Outro dia escrevi sobre uma música do Zé Rodrix, “Jonas e a Baleia”. É uma obra de arte, um dos mais trepidantes rocks do Brasil em todos os tempos. A letra é intrigante, a melodia é envolvente, ninguém fica indiferente à história do Mestre Jonas, que não quer sair de dentro da barriga da baleia que o engoliu.
Mas essa nem é a melhor música do Zé Rodrix. A melhor é um dos maiores clássicos da MPB, “Casa no Campo”, que Elis Regina imortalizou com sua voz de metal e mel. Quando ouço Casa no Campo, me emociono. Se estou ouvindo a música sozinho, concentrado apenas nela, sinto a grandeza da poesia em combinação com o arranjo perfeito, e aquele som me bate no peito, e quando a Elis canta:
“Eu quero uma casa no campo
Onde eu possa compor muitos rocks rurais
Onde eu possa plantar meus amigos, meus discos, meus livros
E nada mais”.
Quando ela canta essa estrofe, os olhos marejam.
Sou mesmo um sentimental...
Acontece que o Zé Rodrix é subestimado. Ele era um compositor original, iluminado e cheio de recursos. Mesmo suas músicas mais simples têm algo que faz o ouvinte pensar. Vou tomar como exemplo uma canção que ele compôs no final dos anos 70 e que até alcançou algum sucesso. Chama-se “Quando Será”. Não é um rock rural, como ele gostava; é uma rumba. No refrão, Zé Rodrix pergunta:
“Quando será o dia da minha sorte?
Sei que antes da minha morte eu sei que esse dia chegará”.
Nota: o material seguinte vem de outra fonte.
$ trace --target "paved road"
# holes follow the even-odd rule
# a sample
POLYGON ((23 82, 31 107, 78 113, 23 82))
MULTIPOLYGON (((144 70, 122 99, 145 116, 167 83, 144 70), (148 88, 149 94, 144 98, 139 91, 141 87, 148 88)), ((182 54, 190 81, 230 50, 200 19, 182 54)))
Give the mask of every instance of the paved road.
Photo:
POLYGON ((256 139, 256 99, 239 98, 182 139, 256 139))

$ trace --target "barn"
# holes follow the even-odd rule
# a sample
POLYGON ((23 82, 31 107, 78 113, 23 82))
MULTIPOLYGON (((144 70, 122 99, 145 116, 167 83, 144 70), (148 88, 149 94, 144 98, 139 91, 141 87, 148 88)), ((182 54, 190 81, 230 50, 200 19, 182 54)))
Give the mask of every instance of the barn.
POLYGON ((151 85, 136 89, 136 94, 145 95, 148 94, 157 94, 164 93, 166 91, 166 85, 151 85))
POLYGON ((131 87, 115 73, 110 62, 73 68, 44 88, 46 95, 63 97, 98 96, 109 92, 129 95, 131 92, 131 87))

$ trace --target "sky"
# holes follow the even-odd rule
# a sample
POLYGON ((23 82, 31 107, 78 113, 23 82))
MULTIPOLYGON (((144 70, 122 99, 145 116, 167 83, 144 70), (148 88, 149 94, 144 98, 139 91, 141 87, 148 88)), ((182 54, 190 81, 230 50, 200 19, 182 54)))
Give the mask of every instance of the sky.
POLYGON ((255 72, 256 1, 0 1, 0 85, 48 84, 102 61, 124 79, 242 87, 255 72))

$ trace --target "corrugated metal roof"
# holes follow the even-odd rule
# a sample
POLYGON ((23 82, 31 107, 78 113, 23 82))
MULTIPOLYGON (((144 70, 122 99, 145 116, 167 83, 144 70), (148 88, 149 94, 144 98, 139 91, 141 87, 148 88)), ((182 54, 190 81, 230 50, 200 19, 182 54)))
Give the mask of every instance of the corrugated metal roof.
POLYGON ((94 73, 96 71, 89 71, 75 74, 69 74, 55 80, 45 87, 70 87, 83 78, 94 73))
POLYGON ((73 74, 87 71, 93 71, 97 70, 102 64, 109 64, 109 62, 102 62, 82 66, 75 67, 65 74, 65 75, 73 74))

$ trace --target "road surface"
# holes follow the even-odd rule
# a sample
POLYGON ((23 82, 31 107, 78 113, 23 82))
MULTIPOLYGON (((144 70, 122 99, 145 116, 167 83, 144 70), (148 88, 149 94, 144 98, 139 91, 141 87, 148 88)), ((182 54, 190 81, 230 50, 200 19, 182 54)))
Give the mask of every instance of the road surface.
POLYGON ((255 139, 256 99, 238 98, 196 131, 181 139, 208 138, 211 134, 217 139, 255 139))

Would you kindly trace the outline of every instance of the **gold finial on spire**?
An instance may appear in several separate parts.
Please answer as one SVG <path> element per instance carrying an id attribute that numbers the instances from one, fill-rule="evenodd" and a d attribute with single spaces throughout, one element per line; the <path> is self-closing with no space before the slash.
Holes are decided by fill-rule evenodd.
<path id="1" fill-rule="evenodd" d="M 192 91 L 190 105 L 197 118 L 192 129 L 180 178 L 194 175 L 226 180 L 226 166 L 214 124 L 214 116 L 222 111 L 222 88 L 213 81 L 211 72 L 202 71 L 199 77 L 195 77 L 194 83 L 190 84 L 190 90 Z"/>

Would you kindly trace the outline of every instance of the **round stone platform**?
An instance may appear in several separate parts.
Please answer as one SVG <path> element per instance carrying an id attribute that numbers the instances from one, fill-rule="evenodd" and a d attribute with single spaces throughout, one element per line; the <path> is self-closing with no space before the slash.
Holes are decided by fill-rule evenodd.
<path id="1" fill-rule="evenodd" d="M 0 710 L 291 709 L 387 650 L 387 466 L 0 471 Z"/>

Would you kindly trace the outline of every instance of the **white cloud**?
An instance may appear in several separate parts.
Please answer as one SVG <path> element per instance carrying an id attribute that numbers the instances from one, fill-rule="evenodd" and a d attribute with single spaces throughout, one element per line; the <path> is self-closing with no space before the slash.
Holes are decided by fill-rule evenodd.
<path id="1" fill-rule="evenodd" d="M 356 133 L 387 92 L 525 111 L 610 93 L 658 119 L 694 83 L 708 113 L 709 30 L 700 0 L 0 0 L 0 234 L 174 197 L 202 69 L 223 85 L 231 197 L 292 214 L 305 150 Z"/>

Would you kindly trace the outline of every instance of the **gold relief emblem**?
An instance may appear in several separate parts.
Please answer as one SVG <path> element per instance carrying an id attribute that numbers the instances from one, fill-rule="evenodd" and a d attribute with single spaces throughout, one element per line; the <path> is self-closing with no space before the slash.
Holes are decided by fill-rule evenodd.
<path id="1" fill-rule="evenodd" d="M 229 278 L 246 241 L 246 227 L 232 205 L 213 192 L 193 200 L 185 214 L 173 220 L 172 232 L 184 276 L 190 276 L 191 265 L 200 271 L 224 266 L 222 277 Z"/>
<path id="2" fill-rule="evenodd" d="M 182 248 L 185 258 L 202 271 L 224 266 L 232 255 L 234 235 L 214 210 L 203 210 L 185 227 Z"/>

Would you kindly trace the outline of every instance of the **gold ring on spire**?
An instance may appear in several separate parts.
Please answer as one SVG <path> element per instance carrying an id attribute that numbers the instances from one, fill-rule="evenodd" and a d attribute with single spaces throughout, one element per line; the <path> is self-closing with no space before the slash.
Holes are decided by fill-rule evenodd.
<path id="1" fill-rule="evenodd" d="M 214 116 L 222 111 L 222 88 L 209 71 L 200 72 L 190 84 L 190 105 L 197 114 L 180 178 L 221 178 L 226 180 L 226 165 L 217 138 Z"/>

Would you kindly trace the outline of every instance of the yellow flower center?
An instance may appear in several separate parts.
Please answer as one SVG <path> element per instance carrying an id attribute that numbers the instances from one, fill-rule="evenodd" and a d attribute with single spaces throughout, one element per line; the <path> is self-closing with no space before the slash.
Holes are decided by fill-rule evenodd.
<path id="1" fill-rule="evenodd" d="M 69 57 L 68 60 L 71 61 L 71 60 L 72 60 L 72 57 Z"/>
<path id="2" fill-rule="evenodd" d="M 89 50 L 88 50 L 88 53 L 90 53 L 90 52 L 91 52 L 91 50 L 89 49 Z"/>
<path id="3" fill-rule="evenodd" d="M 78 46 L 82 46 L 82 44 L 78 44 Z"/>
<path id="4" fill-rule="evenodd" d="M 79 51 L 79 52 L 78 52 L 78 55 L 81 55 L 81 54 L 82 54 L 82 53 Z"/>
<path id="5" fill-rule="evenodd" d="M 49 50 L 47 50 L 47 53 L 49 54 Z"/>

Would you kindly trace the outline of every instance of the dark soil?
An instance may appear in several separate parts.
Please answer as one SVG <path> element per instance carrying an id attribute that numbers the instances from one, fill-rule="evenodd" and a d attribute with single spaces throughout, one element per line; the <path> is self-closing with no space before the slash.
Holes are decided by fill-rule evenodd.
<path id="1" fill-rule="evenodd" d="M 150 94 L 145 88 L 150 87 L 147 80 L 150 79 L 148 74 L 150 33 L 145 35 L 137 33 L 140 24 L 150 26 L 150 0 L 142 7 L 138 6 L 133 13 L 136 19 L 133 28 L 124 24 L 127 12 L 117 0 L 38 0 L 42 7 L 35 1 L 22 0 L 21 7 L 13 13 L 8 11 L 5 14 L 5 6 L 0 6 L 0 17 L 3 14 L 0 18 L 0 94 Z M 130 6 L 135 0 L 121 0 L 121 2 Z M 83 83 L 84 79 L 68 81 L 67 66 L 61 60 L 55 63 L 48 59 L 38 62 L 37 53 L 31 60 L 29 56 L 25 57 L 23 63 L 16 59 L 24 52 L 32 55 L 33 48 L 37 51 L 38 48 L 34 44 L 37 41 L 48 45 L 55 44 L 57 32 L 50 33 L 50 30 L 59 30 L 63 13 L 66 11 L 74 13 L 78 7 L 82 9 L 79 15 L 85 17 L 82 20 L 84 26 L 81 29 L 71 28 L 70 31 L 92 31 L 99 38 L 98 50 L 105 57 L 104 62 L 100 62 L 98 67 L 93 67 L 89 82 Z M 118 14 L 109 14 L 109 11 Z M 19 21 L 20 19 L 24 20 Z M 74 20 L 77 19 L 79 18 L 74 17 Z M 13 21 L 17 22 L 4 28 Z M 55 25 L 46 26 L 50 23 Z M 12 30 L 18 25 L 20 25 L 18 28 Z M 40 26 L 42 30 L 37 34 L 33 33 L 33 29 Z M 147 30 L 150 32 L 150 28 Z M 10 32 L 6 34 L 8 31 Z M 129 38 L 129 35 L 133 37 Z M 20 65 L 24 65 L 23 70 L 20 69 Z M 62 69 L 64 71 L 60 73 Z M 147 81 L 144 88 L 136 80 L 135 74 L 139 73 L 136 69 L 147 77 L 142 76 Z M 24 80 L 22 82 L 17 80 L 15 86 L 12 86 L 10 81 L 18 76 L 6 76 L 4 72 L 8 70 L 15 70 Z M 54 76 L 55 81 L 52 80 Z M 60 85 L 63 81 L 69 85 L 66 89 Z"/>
Aí está uma ideia é fascinante. O sujeito é uma pessoa comum, nada de excepcional acontece com ele, mas haverá um dia que será único: o dia da sua sorte. Então, tudo vai dar certo, coisas maravilhosas ocorrerão e ele, naquele período, será muito feliz.
Faz sentido termos um dia da nossa sorte, não é? Porque, afinal, a vida é surpreendente. Você faz um plano e a vida vai lá e modifica tudo. De nada adiantou todo o seu cálculo, toda a sua antecipação, a vida quer empurrá-lo para outro caminho. Eu, sabedor disso, faço como os chineses e o Zeca Pagodinho: deixo a vida me levar.
A propósito, certa feita uma gravadora queria que Roberto Carlos interpretasse “Deixa a Vida me Levar”, e ele respondeu:
— A vida não me leva, bicho.
Uma pequena arrogância do Rei. É claro que a vida joga com ele, como joga com todos nós.
Assim, o mais saudável é não se opor, nem se desesperar. O mais saudável é relaxar e aproveitar o que vai acontecendo pelo caminho. Então, lá adiante, quando você estiver no lugar em que a vida quis colocá-lo, você olhará para trás e constatará: “Tive dias da minha sorte. Tive muitos. E foram bons”.